I'm really interested in A.I, but I'm confused; I read this article:
It breaks down a complex A.I algorithm to an simple FSM, but isn't a A.I supposed to learn, in this article the transitions from state to state are simple conditions, i see nothing where this I.A is supposed to learn, this transitions are hardcoded, why the author calls it A.I ?
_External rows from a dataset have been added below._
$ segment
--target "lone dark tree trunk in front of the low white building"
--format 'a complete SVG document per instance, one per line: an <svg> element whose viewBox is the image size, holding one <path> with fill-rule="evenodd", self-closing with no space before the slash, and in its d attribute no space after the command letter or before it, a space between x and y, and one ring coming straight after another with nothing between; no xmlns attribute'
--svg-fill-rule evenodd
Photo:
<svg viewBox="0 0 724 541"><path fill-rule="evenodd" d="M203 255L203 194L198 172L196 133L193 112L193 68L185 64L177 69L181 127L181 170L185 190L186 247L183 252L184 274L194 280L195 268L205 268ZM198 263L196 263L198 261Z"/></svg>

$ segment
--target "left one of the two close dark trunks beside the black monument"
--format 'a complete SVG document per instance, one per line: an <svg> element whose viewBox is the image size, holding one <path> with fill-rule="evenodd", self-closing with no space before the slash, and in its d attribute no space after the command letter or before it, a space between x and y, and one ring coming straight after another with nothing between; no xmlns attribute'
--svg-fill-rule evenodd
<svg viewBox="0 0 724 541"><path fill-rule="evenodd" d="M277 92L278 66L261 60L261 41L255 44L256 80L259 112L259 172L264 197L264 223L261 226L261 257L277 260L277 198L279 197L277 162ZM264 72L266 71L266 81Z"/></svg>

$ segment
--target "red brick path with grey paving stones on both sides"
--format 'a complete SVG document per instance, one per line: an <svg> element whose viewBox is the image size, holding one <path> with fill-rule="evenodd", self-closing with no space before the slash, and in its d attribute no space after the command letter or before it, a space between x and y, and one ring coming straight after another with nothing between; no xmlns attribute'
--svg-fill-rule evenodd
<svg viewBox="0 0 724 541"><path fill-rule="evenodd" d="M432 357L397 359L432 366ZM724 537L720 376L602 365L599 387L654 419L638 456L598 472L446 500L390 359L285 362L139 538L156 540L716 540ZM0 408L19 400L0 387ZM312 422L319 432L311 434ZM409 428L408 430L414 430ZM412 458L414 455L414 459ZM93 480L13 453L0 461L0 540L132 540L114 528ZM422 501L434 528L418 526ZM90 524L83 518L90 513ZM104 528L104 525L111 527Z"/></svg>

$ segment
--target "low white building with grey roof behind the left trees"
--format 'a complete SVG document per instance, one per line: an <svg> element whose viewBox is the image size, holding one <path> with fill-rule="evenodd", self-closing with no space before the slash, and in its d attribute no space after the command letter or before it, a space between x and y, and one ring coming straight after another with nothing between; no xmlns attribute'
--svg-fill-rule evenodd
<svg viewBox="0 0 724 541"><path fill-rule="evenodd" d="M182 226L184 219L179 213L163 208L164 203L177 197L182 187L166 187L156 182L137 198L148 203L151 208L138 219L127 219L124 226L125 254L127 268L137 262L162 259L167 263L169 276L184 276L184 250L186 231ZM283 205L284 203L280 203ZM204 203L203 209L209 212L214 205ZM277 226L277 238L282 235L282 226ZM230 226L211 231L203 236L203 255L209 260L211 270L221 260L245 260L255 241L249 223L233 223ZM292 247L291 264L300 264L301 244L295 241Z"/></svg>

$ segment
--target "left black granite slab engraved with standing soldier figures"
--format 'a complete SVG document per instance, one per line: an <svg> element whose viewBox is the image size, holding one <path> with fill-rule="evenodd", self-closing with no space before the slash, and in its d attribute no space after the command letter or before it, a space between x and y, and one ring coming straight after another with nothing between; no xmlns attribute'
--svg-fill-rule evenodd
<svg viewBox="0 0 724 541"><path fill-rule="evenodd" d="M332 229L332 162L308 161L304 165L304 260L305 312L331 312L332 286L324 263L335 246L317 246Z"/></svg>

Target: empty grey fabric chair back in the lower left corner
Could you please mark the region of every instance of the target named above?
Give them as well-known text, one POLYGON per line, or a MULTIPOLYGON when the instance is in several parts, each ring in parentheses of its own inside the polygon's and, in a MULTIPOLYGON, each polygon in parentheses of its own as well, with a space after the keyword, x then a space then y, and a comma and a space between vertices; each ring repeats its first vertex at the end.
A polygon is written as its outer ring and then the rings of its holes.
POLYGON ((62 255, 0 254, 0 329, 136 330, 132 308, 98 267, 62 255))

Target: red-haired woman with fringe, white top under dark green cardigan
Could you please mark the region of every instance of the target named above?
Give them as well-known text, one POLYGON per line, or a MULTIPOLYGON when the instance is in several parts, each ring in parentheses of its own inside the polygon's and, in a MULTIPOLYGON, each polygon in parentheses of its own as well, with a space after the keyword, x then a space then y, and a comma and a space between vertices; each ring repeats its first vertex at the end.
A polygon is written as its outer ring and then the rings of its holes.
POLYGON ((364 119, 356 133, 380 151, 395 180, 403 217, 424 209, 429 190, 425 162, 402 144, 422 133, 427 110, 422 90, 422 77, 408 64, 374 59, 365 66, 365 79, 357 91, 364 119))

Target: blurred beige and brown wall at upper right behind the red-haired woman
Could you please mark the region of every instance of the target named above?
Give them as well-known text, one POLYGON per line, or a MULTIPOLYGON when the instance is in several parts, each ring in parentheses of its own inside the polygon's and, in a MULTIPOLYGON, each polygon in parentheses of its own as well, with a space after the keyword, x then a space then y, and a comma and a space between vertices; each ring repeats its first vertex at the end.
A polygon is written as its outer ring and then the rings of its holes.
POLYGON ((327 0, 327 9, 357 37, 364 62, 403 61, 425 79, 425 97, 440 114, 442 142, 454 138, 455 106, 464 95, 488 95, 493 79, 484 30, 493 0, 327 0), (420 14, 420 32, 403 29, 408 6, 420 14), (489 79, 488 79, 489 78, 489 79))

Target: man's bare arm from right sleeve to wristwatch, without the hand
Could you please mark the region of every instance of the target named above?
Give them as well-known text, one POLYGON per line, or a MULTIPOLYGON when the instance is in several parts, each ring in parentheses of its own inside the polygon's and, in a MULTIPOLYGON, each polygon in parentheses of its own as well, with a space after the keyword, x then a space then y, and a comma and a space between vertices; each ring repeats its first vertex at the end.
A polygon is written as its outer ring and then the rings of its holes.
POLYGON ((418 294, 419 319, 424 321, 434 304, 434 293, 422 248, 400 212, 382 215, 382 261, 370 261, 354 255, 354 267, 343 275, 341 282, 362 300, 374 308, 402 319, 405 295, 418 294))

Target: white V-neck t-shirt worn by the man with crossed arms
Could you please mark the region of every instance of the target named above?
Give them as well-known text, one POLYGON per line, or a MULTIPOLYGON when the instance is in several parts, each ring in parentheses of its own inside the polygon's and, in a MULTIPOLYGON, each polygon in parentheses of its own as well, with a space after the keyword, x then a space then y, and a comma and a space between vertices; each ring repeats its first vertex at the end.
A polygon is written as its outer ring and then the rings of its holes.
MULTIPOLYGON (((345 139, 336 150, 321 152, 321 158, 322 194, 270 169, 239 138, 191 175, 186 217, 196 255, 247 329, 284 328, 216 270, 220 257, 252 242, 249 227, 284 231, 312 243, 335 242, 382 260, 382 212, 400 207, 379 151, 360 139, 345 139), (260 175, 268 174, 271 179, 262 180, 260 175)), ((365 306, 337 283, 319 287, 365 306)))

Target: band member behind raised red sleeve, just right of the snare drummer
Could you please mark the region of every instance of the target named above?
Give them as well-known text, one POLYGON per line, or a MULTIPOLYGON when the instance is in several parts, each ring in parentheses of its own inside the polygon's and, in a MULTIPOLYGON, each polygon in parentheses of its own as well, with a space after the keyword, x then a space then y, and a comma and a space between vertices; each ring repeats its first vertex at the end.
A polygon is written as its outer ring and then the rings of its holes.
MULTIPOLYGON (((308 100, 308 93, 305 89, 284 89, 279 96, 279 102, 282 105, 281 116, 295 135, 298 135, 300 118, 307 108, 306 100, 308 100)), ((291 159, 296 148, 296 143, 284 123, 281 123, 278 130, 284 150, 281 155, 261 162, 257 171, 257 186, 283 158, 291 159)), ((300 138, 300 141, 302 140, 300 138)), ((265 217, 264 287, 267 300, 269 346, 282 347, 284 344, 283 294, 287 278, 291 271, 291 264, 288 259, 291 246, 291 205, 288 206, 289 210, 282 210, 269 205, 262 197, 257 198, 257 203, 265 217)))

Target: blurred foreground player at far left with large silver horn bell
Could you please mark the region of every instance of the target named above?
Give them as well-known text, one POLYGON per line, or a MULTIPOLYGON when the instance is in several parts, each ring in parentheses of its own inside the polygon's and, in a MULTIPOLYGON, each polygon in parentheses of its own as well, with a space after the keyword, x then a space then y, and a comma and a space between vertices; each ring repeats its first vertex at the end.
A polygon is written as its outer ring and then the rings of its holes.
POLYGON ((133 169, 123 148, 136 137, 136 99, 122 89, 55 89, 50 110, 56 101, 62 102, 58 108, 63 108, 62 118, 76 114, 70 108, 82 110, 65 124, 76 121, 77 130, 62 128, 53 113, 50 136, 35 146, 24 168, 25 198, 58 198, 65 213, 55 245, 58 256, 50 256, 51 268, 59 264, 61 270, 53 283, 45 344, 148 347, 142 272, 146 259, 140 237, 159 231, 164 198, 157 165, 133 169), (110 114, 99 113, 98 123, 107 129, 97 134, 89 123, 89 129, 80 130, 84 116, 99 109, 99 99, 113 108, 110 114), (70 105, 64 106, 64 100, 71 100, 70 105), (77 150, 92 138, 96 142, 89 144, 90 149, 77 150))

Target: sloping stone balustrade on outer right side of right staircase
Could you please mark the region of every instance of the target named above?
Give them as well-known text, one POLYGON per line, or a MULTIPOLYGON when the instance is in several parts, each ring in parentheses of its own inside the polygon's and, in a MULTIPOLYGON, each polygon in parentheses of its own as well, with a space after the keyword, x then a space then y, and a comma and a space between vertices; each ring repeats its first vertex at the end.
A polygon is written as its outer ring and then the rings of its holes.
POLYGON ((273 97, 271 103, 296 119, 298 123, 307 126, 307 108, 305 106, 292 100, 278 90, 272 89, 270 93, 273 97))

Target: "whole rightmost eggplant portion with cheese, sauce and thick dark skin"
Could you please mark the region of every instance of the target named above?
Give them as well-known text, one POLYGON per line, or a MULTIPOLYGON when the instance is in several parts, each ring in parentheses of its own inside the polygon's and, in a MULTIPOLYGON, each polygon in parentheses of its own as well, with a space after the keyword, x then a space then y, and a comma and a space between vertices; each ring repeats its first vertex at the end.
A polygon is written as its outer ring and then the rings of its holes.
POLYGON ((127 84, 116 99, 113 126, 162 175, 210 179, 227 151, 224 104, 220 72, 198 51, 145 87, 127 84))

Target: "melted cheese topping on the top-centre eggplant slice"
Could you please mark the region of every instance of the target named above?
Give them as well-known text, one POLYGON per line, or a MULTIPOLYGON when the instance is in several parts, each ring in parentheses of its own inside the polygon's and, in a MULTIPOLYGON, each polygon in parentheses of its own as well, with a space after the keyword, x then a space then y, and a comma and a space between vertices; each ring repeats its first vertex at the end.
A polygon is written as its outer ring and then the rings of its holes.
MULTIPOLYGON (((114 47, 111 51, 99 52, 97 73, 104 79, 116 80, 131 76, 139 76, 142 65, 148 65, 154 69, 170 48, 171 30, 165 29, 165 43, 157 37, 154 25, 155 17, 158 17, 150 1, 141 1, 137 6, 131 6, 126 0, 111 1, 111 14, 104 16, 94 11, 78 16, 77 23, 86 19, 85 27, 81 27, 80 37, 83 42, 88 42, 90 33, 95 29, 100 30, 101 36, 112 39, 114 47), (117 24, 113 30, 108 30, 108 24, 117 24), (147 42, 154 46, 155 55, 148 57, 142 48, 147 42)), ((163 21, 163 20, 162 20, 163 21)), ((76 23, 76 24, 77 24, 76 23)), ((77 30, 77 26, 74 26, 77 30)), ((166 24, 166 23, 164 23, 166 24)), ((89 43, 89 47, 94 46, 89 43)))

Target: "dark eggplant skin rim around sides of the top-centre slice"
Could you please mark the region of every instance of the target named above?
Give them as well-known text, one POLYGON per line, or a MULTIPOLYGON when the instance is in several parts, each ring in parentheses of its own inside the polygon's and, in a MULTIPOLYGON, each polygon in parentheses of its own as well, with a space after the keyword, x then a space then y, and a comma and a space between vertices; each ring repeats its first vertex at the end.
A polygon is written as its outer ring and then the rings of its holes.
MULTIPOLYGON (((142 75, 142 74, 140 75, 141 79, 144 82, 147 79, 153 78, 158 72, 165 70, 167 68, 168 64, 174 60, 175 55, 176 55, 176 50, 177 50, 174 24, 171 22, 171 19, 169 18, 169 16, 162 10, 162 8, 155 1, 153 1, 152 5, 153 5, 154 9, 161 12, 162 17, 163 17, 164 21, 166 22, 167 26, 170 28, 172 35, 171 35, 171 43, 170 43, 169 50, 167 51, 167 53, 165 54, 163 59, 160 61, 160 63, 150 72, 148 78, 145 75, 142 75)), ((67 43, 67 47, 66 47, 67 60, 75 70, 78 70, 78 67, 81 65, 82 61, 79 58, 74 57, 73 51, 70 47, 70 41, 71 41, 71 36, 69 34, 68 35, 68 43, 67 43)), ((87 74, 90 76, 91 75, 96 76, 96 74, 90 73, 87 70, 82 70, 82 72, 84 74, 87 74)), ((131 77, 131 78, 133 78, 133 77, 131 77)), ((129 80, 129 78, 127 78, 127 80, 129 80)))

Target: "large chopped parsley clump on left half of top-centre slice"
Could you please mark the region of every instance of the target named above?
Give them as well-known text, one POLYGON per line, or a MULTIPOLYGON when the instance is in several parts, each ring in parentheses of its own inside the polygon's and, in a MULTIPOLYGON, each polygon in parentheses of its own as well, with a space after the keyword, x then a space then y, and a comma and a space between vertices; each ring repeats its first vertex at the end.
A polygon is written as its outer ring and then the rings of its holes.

The same with behaviour tree, it's basically the same concept but different, self-contained collection of states for example this article:
http://blog.renatopp.com/2014/09/24/implementing-a-behavior-tree-part-1/
I think the only one's that learn are neural networks, or not?
Between is a neural network a A.I and a A.I a neural network, or is it not the same?
I think A.I is a "Category" and a neural network a more specific A.I.
It's a matter of semantics. What people usually call "Game AI" is not the same as AI as the field of computer science.
From the Wikipedia:
"In video games, artificial intelligence is used to generate intelligent behaviors primarily in non-player characters (...) However, the term game AI is often used to refer to a broad set of algorithms that also include techniques from control theory, robotics, computer graphics and computer science in general. (...) Since game AI for NPCs is centered on appearance of intelligence and good gameplay within environment restrictions, its approach is very different from that of traditional AI; workarounds and cheats are acceptable and, in many cases, the computer abilities must be toned down to give human players a sense of fairness. This, for example, is true in first-person shooter games, where NPCs' otherwise perfect aiming would be beyond human skill."
So, most game AI is not really intelligent and don't need to learn.
And by the way, Neural networks are not the only ones that learn.